You are applying multiplication rules that do not apply to complex numbers.

If $z=r\exp(i\theta)~~w=s\exp(i\phi)$ then $z\cdot w=rs\exp(i(\theta+\phi))$.

Now note that $i=\exp\left(\frac{i\pi}{2}\right)$ so $i\cdot i=?$
• Jun 13th 2013, 05:19 AM
HallsofIvy
Re: Complex Variables cocerning i
Specifically, $\sqrt{a}\sqrt{b}= \sqrt{ab}$ is not true for complex numbers.
• Jun 13th 2013, 12:23 PM
erich22
Re: Complex Variables cocerning i
I started to think, Plato....
I think it's maybe the \sqrt(1) is not just 1 depends on which branch are you on, isn't it?
What do you think...?
• Jun 13th 2013, 12:27 PM
erich22
Re: Complex Variables cocerning i
Ok, HallsofIvy, if it is not true, so we can not calculate \sqrt(-4)=\sqrt(4*-1)=\sqrt(4)*\sqrt(-1)=2i, can't we?
• Jun 13th 2013, 12:40 PM
Plato
Re: Complex Variables cocerning i
Quote:

Originally Posted by erich22
I started to think, Plato....
I think it's maybe the $\sqrt{1}$ is not just 1 depends on which branch are you on, isn't it?
What do you think...?

No, $\sqrt{1}$ is a real number and as such it has only one value $\sqrt{1}=1$.

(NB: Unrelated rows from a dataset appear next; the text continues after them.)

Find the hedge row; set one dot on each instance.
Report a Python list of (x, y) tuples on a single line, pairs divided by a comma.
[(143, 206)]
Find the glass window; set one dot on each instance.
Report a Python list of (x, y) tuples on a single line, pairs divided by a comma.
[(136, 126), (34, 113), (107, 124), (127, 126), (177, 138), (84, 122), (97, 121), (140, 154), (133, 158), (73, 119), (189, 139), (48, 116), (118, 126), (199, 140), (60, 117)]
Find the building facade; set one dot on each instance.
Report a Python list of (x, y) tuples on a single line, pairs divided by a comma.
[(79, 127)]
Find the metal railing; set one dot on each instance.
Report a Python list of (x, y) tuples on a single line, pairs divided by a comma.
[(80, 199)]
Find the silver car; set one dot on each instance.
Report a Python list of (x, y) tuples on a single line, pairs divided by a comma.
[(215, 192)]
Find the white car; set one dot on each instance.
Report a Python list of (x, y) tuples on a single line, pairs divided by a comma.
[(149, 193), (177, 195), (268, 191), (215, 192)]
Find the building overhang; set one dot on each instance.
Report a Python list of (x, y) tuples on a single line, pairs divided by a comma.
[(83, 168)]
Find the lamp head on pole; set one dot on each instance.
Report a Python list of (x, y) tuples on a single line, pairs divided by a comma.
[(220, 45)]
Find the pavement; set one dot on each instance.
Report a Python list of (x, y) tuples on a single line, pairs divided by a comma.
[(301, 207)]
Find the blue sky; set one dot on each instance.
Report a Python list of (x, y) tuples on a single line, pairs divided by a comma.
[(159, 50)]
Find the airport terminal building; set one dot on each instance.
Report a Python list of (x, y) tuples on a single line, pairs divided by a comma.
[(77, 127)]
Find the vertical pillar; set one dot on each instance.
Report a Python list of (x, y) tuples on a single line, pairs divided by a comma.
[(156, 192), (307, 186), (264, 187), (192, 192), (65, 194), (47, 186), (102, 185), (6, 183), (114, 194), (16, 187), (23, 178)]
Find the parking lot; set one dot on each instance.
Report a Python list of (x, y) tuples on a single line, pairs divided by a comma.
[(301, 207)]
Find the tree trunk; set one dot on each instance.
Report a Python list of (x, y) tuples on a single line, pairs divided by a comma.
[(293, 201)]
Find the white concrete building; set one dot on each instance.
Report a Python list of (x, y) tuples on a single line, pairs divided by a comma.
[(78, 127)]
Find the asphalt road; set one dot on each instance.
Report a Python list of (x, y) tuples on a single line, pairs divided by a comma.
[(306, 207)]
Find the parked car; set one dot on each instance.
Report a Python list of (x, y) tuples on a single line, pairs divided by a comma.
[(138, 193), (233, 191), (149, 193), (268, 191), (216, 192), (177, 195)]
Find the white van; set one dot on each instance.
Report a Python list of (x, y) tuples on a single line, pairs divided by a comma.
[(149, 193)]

The complex numbers are enlargement of the real numbers.
The number $i$ is introduced as the root of the equation $x^2+1=0$.
You can see that then $i^2$ must $=-1$.
So it is easy to see why in history it was tempting to say $i=\sqrt{-1}$.
• Jun 13th 2013, 12:53 PM
Plato
Re: Complex Variables cocerning i
Quote:

Originally Posted by erich22
so we can not calculate $\sqrt{-4}=\sqrt{4\cdot-1}=\sqrt{4}*\sqrt{-1}=2i$, can't we?

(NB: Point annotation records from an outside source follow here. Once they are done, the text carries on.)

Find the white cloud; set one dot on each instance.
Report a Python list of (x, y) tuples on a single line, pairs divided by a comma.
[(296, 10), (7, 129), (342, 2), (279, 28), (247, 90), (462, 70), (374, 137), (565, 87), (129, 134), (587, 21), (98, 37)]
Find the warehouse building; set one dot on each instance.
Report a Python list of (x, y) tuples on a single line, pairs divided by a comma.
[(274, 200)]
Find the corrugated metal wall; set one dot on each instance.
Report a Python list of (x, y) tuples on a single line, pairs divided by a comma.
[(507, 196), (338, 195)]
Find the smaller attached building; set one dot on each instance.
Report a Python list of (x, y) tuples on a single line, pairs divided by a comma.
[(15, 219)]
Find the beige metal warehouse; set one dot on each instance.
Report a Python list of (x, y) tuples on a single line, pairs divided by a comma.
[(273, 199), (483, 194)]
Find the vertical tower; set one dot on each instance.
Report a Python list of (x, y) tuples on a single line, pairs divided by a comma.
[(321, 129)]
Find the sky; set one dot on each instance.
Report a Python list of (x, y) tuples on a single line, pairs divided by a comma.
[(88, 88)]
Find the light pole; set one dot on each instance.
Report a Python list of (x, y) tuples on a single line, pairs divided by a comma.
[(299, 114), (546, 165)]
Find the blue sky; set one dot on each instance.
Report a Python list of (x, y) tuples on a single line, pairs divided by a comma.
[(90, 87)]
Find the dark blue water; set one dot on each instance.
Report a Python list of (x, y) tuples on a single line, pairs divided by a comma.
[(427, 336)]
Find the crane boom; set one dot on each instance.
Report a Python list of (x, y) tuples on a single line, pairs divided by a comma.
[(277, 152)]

That is true: you cannot do that.

However, $(2i)^2=4i^2=-4$. Therefore, in the enlarged system we can say $2i$ is the principal square root of $-4$.
We just don't use a radical symbol.
• Jun 13th 2013, 02:17 PM
erich22
Re: Complex Variables cocerning i
I'm rather confused, Plato.
In the complex system, is \sqrt(1) means we want to find complex numbers z such that z^2=1?
That means in complex system, the \sqrt(1) = +1 and -1, doesn't it?
It differs from the real system that defines \sqrt(1) as a positive number x such that x^2=1. Thus the solution is just x=1, without x=-1?
CMIW
• Jun 13th 2013, 02:24 PM
erich22
Re: Complex Variables cocerning i
Plato, concerning \sqrt{-4}=\sqrt{4\cdot-1}=\sqrt{4}*\sqrt{-1}=2i.
But is it true when we want to find for example the solution of z^2-i*z+2=0, then we could use
z_12=(i \pm \sqrt((-i)^2-4*1*2))/2=(i \pm \sqrt(-9))/2=(i \pm \sqrt(9*(-1)))/2=(i \pm \sqrt(9)*\sqrt(-1))/2=2i or -i?
• Jun 13th 2013, 02:49 PM
Plato
Re: Complex Variables cocerning i
Quote:

Originally Posted by erich22
I'm rather confused, Plato.
In the complex system, is \sqrt(1) means we want to find complex numbers z such that z^2=1?
That means in complex system, the \sqrt(1) = +1 and -1, doesn't it?
It differs from the real system that defines \sqrt(1) as a positive number x such that x^2=1. Thus the solution is just x=1, without x=-1?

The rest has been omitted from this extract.